With the sale of its manufacturing plant to Tiro completed, Lamaur underwent a complete reorganization. It reduced its personnel from 220 to a core of only 20 employees, with cutbacks made primarily in production, purchasing, administration, and research and development. Its principal focus shifted almost entirely to marketing.
The results were disappointing, however. The 2000 sales produced by some brands declined as much as 80 percent over the previous year, and the total revenue dropped from $50.2 million to $24.8 million, over a 50 percent decline. The only bright performers were the Salon Style branded products, which, reintroduced in 1999, had a 41% increase in sales. Although $20 million of the net sales decline in 2000 was attributed to the sale of the company's custom manufacturing division, Lamaur took steps to reduce losses by discontinuing some of its unprofitable product lines, including Perma Soft, Color Soft, and Style Natural Reflections brands.
The company also expected a further decline in sales of its Willow Lake product line, but it anticipated increasing sales for its Style and Salon Style lines. It was banking on the impact of new customer programs and new product plans introduced in 2000. In July of that year, the company aggressively positioned its Style brand in the rapidly growing dollar-store market, pricing some Style-brand hair spray products within that market's narrow pricing range. Although producing lower than average margin on sales in that market, the Style hair sprays achieved wide distribution and major sales, and it was projected that the dollar-store customer program would grow in 2001. In the third quarter of 2000, the company also introduced new products in its Salon Style line and planned to introduce additional items in 2001.
Meanwhile, the company's problems mounted. Because of its tepid sales in the late 1990s and the new century's start, Lamaur was basically unable to pay its vendors at the scheduled payment dates agreed to in their contracts. In its first fiscal quarter of 2001, the company negotiated a forbearance agreement with its vendors whereby no legal action would be taken in return for assurances that Lamaur would pay all of its past due vendor debts by the end of December 2001.
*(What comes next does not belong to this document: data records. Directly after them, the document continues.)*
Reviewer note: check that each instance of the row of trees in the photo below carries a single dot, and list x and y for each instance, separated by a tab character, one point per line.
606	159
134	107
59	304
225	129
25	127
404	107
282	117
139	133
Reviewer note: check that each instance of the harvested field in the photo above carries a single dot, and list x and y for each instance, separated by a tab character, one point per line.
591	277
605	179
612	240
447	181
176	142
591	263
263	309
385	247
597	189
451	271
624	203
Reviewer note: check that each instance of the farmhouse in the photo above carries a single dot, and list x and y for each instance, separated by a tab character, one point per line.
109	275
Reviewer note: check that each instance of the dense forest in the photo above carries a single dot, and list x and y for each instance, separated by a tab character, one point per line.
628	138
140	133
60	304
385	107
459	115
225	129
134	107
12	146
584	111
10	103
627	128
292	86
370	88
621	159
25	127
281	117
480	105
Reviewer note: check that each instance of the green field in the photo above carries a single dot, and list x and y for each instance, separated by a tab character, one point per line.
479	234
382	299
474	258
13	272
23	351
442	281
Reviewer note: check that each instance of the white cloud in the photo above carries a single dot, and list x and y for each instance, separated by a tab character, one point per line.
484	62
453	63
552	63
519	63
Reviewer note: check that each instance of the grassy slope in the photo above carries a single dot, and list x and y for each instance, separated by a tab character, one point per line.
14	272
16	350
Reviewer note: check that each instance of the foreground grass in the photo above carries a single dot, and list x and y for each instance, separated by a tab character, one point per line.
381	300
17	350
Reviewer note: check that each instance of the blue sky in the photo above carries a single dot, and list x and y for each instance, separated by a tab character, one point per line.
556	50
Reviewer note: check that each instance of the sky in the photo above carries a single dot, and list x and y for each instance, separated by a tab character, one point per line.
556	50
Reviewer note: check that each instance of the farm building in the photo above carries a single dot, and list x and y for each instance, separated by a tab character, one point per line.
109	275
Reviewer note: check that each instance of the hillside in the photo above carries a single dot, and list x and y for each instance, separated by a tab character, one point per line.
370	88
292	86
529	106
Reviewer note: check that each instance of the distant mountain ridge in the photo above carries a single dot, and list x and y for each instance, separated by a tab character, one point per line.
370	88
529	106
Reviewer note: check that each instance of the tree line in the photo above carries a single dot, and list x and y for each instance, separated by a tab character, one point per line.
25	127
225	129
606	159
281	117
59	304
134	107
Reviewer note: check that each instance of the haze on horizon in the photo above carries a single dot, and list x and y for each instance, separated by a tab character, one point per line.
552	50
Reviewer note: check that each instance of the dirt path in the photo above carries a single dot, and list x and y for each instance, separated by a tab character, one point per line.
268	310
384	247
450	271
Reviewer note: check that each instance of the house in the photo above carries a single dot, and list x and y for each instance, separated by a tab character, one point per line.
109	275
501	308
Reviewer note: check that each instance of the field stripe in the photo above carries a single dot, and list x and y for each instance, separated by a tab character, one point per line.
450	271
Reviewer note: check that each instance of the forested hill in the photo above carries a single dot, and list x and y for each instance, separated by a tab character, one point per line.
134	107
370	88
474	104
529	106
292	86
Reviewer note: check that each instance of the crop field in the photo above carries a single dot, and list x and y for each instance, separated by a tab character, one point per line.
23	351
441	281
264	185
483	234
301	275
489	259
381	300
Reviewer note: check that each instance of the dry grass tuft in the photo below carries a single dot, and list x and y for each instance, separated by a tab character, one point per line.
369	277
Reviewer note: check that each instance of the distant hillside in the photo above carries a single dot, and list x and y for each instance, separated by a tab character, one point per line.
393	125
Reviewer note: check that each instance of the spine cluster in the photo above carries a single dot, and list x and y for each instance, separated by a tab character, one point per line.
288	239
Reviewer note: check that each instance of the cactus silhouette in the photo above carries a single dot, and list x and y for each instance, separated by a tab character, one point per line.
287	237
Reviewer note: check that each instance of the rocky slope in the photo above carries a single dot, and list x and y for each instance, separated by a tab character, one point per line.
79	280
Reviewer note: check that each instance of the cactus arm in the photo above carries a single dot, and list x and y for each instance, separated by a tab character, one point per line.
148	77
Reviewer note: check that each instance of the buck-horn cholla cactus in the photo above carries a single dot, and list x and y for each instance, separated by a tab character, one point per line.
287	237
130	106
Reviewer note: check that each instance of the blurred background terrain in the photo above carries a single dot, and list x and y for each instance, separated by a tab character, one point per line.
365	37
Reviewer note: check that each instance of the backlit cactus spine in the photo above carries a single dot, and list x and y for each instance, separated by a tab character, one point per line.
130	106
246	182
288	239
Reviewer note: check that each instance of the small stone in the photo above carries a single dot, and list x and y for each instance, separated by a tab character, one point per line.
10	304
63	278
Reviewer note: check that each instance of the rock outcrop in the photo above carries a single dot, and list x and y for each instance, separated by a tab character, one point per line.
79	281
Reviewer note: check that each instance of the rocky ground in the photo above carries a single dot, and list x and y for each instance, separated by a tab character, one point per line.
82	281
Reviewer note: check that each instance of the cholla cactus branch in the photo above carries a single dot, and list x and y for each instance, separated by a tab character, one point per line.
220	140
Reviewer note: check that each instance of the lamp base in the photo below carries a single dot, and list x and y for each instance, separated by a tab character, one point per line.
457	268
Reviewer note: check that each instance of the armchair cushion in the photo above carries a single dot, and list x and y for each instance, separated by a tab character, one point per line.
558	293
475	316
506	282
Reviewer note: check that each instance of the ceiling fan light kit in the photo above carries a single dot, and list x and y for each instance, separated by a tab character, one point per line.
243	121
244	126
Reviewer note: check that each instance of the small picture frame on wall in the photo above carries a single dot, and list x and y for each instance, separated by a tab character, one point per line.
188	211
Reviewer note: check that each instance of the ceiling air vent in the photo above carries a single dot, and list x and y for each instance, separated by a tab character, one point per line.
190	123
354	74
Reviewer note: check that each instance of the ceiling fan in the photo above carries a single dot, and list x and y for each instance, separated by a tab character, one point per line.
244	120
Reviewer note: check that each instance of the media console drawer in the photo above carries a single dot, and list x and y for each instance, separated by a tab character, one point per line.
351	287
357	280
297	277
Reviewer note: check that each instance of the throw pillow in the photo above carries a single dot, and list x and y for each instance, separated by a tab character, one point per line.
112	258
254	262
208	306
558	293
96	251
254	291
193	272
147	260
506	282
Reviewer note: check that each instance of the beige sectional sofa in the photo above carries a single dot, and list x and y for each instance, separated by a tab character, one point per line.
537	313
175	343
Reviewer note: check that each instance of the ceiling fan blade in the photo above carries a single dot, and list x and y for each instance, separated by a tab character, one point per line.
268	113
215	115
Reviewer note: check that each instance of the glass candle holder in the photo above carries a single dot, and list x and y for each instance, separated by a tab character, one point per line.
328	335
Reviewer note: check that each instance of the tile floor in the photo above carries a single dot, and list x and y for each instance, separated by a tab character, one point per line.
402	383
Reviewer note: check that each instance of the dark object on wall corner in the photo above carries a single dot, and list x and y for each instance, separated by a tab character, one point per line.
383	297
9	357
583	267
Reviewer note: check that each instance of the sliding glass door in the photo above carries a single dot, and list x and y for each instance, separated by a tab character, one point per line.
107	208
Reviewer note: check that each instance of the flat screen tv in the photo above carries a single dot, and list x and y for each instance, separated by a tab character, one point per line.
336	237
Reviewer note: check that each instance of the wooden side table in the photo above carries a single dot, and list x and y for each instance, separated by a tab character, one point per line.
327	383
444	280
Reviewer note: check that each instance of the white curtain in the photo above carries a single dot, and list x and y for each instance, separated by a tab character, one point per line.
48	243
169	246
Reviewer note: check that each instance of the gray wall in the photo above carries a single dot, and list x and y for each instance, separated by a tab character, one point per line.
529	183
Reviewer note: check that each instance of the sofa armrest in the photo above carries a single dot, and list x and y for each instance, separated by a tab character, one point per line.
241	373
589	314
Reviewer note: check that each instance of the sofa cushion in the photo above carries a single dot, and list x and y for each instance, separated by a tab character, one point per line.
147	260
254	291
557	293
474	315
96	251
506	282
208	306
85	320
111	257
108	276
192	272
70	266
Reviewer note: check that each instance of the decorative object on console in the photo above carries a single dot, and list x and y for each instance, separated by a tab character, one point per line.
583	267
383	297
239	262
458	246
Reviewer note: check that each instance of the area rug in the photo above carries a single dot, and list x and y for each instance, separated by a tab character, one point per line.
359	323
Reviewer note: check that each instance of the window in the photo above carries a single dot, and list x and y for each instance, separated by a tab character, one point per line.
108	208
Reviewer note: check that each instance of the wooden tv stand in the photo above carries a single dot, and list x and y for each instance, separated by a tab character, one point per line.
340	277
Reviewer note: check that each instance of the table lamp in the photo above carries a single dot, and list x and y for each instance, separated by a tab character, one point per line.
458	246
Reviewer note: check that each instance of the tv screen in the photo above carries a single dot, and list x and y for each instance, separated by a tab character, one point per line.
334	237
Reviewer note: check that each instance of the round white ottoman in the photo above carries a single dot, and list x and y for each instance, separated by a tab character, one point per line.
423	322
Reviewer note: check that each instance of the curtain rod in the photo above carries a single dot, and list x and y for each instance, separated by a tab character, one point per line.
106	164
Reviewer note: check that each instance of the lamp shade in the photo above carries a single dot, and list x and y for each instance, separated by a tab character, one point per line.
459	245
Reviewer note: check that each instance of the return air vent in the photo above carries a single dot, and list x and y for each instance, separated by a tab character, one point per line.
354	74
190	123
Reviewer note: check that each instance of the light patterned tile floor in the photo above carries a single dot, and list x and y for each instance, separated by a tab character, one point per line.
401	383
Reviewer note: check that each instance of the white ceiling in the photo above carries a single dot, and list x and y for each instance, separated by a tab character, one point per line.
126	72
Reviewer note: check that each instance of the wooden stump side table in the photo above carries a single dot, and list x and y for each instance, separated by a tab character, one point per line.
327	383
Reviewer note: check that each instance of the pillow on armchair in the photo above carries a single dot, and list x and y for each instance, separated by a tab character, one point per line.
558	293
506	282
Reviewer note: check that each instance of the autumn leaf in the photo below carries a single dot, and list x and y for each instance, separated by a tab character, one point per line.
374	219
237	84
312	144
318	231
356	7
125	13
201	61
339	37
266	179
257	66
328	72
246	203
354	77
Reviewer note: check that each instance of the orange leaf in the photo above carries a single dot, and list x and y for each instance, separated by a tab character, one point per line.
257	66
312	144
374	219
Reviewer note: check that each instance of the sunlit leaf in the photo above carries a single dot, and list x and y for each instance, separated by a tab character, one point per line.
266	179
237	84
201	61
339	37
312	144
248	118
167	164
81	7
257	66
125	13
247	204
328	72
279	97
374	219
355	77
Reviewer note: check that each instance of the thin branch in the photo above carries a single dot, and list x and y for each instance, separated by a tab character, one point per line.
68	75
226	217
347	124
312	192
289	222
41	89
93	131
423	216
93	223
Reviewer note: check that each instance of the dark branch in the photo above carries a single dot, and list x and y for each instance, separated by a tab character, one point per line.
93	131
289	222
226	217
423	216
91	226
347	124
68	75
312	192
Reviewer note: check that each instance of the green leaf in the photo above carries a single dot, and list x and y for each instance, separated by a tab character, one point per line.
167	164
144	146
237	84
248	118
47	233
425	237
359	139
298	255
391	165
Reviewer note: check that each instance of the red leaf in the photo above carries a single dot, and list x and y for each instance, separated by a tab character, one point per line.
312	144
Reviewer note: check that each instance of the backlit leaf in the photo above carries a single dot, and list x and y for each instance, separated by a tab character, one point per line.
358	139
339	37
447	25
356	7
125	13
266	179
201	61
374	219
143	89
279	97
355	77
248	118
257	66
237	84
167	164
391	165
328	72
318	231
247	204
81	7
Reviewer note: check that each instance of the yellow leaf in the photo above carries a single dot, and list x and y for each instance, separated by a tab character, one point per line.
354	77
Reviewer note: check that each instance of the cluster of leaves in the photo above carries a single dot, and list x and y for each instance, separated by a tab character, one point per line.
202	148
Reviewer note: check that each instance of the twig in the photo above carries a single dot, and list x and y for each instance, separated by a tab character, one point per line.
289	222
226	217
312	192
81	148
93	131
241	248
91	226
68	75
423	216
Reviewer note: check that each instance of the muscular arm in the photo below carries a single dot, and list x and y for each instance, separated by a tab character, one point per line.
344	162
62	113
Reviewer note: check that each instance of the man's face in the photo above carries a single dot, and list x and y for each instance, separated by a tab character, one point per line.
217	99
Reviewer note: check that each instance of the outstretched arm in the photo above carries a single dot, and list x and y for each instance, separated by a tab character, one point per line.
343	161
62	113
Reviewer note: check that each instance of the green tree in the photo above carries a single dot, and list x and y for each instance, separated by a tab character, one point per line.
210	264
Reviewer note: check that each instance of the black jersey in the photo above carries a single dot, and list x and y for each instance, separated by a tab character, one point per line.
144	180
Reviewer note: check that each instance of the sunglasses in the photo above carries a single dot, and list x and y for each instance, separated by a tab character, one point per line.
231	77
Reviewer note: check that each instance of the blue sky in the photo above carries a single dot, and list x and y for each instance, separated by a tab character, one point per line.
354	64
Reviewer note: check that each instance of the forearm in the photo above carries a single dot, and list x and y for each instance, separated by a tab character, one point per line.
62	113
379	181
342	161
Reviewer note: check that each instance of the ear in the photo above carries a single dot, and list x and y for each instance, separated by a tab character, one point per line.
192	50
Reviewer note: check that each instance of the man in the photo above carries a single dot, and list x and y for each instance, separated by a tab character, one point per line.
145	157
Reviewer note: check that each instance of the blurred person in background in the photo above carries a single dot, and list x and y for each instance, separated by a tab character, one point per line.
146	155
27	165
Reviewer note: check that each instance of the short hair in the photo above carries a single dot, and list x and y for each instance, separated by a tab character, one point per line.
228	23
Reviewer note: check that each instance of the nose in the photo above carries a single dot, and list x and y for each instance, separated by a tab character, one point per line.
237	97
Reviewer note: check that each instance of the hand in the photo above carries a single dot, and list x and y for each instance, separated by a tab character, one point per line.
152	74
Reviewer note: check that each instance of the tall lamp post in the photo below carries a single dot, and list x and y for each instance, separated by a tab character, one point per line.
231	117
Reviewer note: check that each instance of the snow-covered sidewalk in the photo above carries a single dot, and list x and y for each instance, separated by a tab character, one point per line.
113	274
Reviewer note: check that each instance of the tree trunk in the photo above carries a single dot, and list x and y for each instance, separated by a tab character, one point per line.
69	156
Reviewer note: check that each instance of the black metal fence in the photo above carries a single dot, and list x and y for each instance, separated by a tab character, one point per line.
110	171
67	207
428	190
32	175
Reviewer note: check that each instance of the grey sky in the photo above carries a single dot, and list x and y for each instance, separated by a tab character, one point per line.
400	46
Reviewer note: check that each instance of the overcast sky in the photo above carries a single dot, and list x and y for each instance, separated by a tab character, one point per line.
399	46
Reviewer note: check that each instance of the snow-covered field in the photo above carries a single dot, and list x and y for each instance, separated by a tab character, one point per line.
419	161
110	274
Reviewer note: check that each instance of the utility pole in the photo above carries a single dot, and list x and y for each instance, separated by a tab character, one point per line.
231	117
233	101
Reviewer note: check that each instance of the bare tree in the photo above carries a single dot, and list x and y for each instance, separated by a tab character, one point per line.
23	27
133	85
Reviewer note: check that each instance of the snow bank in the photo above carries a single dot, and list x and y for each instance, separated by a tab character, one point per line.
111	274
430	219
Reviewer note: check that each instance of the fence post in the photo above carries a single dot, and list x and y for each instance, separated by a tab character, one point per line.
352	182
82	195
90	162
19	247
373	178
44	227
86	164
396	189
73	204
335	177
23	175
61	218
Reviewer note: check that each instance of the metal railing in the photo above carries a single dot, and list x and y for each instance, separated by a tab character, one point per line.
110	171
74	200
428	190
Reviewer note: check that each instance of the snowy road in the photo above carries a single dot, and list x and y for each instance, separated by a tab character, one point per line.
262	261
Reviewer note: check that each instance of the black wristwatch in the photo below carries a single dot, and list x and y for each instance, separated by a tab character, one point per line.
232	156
Meanwhile, the company continued to work on finding the right formula for a revitalized financial health. In February 2001, Lamaur introduced B in10se, its newest hair care brand. The 13-piece line consisted of a daily shampoo and conditioner, plus a weekly stripper shampoo, a deep conditioner, a curl control gel, creme gelee, pomade, two waxes, and four gels. The line went into the mass merchandising market in March. The products, designed for customers in the 20-30 age bracket, were line priced at $6.99 per item and were designed to attract a larger customer base. Also in February, Lamaur brought suit against Fridley-based Big Values Inc., which conducted its retail business as The Big Dollar Store. Lamaur's complaint was that Big Values marketed a line of hair products under the name Willow Creek, which, because of its confusing similarity to Lamaur's Willow Lake line, infringed on that brand's trademark. No settlement had been reached by the summer of 2001.
Principal Competitors: Alberto-Culver Company; Bristol-Myers Squibb Company; L'Oréal SA; The Procter & Gamble Company; Unilever.